Anfang des Jahres 2004 kam es bei der Klägerin zu einer Überprüfung der Mitgliedschaft des Beigeladenen. Sie kam zu dem Ergebnis, dass die Voraussetzungen für die Begründung einer Mitgliedschaft des Beigeladenen zum 1.6.2003 nicht vorgelegen hätten. Hierüber wurden der Beigeladene – mit Schreiben vom 18.3.2004 – und die Beklagte – telefonisch am 23.3.2004 – informiert.

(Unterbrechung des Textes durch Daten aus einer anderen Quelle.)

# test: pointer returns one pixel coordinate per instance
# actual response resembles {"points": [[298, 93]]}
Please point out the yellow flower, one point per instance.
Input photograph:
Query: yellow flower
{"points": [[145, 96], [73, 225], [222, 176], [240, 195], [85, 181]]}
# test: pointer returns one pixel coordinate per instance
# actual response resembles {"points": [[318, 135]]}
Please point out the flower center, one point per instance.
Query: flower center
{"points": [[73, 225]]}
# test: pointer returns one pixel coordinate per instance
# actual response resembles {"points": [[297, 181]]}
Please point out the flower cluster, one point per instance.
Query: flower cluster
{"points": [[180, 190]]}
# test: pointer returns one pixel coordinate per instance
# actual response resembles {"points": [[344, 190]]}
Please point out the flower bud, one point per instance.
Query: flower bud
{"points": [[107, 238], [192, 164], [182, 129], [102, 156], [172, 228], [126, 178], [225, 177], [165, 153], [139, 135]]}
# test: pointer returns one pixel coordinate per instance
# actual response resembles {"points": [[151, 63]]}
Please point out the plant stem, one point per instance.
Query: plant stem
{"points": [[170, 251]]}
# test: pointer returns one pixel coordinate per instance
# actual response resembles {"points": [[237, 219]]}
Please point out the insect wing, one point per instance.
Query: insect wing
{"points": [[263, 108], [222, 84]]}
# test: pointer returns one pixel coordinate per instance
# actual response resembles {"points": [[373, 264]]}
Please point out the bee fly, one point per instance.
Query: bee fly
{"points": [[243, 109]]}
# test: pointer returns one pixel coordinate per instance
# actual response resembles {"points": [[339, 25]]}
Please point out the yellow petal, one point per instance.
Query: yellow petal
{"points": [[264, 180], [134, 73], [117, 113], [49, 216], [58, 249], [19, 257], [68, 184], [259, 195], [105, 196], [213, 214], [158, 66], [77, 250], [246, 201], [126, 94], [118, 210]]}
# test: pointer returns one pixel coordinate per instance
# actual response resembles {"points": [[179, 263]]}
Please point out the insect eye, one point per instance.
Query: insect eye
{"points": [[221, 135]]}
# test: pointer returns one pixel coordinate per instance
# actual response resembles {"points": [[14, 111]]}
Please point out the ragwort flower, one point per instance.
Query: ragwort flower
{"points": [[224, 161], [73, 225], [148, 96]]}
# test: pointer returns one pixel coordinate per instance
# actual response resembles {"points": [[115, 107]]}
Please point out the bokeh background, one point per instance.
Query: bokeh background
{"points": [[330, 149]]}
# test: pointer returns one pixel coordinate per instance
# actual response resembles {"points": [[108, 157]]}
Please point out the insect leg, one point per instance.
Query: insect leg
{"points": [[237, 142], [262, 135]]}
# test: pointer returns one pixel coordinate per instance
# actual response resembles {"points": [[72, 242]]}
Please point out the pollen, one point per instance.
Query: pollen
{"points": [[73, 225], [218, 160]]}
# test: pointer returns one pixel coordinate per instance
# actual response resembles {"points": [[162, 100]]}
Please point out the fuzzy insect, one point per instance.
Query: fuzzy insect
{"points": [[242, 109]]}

Am 23.3.2004 teilte die Beklagte dem Beigeladenen zunächst mit, die Kündigung, die man am 6.3.2003 erhalten habe, werde zum 30.4.2004 bestätigt. Nachdem die Beklagte den Sachverhalt überprüft hatte, schrieb sie der Klägerin am 14.4.2004, unter Berücksichtigung vorheriger Versicherungszeiten habe der Beigeladene zum Zeitpunkt seiner Kündigung im Gegensatz zur Ansicht der Klägerin bereits die Bindungsfrist von 18 Monaten erfüllt und die Beendigung der Versicherung zum 31.5.2003 entspreche dem Gesetz. Seit 1.6.2003 sei der Beigeladene Mitglied der Klägerin geworden und Leistungsansprüche seien durch sie zu erfüllen. Es verwundere, dass erst nunmehr die Überprüfung der Voraussetzungen der Mitgliedschaft bei der Klägerin ab 1.6.2003 erfolgt sei. Mit Schreiben vom Folgetag informierte die Beklagte den Beigeladenen über diese Erkenntnisse. Er habe einen Vertrag mit der Klägerin wirksam geschlossen und diese sei zuständige Krankenkasse; das Schreiben vom 23.3.2004 werde aufgehoben. Krankengeld müsse daher durch die Klägerin gezahlt werden. Die Mitgliedschaft bei der Beklagten sei schon zum 31.5.2003 beendet gewesen.
Die Klägerin forderte die Beklagte mit anwaltlichem Schreiben vom 14.7.2004 auf, ihre Sichtweise der Versicherungsverhältnisse zu korrigieren. Die Beklagte lehnte dies durch Schreiben vom 2.8.2004 ab.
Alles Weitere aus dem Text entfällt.